Sur les traces du Brainstorming
Édouard Chamblay* mène une thèse de sociologie sur la créativité au travail. En poursuivant son investigation à travers une enquête de terrain aux États-Unis, notamment sur les fondements du brainstorming, il est tombé sur les traces d’un certain Marcel Chapotin.
Un 1er enseignement à partager ?
Dans ma thèse, je m’intéresse à la diffusion des méthodes de créativité. Je remonte à leur création, je renseigne les endroits où elles sont utilisées et les publics à qui elles se destinent. Le premier enseignement de cette recherche, c’est que les méthodes vendues aujourd’hui comme disruptives diffèrent assez peu de ce qu’on trouvait déjà dans les années 1950. On change leur nom, on repense un marketing séduisant et d’un coup de baguette magique, on a une toute nouvelle méthode !
À l’inverse, il existe une méthode qui a été vidée de son sens et de ses fondements jusqu’à devenir un mot générique : le « brainstorming ». De nos jours, tout le monde connaît et emploie ce mot sans forcément connaître les règles qui l’entourent.
T’as trouvé quoi sur le brainstorming ?
A l’Université de Buffalo, j’ai fouillé les archives de l’inventeur du brainstorming. Alex Osborn, publicitaire américain et fondateur de l’agence BBDO, a caché un véritable trésor dans ses cartons poussiéreux. J’y ai trouvé des ébauches de formalisation du brainstorming et les premiers compte-rendu de séance dans les années 1950.
Un truc qui a retenu ton attention ?
Je suis tombé sur un dossier qui rassemblait des coupures de presse hexagonale, mais aussi des échanges de lettres entre l’inventeur du brainstorming et des publicitaires français.
Mon attention s’est portée sur un certain Marcel Chapotin, qui figure parmi les premiers importateurs de la méthode en France. En 1958, il animait par exemple un « brainstorming paroissial » dans la paroisse de l’église de Neuilly-sur-Seine. Le problème, c’est qu’il n’a laissé presque aucune trace de lui !

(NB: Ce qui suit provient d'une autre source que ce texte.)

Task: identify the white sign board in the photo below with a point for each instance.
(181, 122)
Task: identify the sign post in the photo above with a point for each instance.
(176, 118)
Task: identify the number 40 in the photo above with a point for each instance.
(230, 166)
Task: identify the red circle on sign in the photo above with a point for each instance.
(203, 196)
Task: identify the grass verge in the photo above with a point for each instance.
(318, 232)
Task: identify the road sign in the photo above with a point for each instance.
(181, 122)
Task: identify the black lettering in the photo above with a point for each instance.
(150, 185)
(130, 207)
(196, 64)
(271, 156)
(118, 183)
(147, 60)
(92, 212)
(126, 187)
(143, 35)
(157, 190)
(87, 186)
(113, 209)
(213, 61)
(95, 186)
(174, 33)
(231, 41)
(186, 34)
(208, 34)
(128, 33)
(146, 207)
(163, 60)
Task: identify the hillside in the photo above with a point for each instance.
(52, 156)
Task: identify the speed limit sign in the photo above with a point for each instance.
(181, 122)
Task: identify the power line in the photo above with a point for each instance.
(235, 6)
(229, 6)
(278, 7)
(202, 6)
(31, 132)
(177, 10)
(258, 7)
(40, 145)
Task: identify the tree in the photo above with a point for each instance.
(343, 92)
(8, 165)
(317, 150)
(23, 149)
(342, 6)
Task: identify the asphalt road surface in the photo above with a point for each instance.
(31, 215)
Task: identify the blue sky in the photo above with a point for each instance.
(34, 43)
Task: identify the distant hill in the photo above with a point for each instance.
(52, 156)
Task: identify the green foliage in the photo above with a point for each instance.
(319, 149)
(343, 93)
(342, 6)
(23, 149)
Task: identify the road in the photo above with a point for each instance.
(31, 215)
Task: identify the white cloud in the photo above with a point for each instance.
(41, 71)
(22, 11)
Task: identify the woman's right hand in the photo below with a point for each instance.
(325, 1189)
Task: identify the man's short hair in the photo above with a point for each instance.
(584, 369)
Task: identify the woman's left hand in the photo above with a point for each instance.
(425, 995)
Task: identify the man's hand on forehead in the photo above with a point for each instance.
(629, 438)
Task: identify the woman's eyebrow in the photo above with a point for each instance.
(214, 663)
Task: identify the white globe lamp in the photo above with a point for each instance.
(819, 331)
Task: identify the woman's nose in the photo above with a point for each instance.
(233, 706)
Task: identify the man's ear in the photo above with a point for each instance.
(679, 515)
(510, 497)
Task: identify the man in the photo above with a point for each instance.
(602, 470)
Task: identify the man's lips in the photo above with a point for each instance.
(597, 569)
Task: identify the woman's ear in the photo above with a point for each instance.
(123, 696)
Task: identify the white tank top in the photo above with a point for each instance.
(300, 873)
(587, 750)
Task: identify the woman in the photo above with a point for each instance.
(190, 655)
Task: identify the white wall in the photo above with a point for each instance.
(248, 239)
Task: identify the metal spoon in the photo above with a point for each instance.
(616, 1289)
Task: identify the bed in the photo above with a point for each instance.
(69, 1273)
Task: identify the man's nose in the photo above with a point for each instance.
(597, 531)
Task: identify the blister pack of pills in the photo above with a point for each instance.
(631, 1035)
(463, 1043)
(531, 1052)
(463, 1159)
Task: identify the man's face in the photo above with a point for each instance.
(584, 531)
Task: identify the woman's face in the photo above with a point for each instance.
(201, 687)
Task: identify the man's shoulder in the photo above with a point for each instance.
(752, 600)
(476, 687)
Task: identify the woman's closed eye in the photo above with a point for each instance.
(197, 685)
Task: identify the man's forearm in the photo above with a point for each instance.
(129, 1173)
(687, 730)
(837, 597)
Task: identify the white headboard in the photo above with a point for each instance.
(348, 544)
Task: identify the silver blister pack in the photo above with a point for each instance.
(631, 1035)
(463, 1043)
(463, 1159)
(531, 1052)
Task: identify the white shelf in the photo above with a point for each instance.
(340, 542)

Tu as cherché à en savoir davantage sur Marcel Chapotin ?
À mon retour en France, j’ai mené mon investigation. J’ai fréquenté la paroisse de Neuilly, j’ai visité des blogs historiques amateurs sur Internet, je me suis même engouffré dans un immeuble à la recherche des ayant droits de Marcel Chapotin… D’indices en indices, j’ai réussi à interviewer deux hommes qui l’ont bien connu. Aujourd’hui, ma thèse raconte le parcours anecdotique de cet anonyme au sein de la grande histoire de la créativité.
Édouard Chamblay mène une thèse de sociologie chez Génie des Lieux et au Conservatoire National des Arts et Métiers (CNAM). Ses recherches portent sur les pratiques associées à la créativité en entreprise. L’agencement des bureaux, la prescription de méthodes de créativité, l’autonomie au travail, la quête d’épanouissement et de performance sont autant de thèmes que son enquête explore. Grâce à cette thèse, l’ambition de Génie des Lieux est de produire des connaissances hors du sillon tracé par les grandes modes pour accompagner ses clients dans l’amélioration de leurs dispositifs de créativité.